Deux des requérants, l'association du temple pyramide et les Chevaliers du Lotus d'Or sont les éléments d'un ensemble plus connu sous le nom de secte du Mandarom. Jusqu'à leur dissolution en l'été 1995 pour renaître sous la forme d'une Religion universelle de l'unité des visages de Dieu, ils s'étaient donné pour mission ici-bas de construire à Castellane des temples destinés à devenir le lieu de culte d'une nouvelle religion, l'"Aumisme". Le troisième requérant est l'Eglise évangélique missionnaire, elle même issue de l'Eglise évangélique de Pentecôte de Besançon. Ces trois mouvements ont été qualifiés de mouvements sectaires par le rapport parlementaire Gest Guyard de décembre 1995.

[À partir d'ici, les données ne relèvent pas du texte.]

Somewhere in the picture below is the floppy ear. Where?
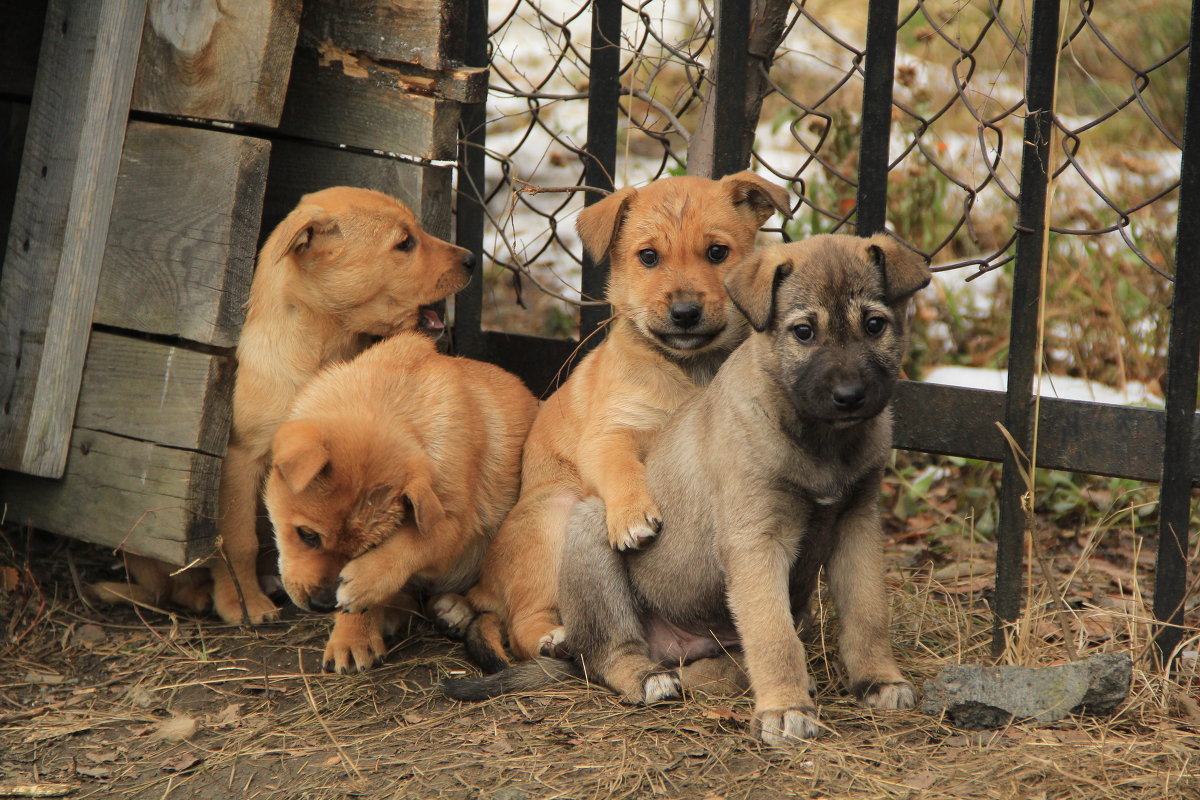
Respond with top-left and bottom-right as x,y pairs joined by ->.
271,420 -> 329,494
575,188 -> 637,261
721,169 -> 792,225
404,474 -> 446,534
725,247 -> 792,333
866,234 -> 934,306
259,200 -> 341,266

Dans les trois cas, la Cour européenne sanctionne la pratique française de taxation d'office de ces dons manuels faits aux mouvements sectaires et contraint les autorités à rembourser plus de quatre millions d'euros à ces mouvements. L'énormité de la somme devrait d'ailleurs susciter la réflexion, si on la compare au faible nombre des adeptes de chacun des ces mouvements, environ 2000 pour le Mandarom et "entre 500 et 2000" pour l'Eglise évangélique (rapport Gest-Guyard).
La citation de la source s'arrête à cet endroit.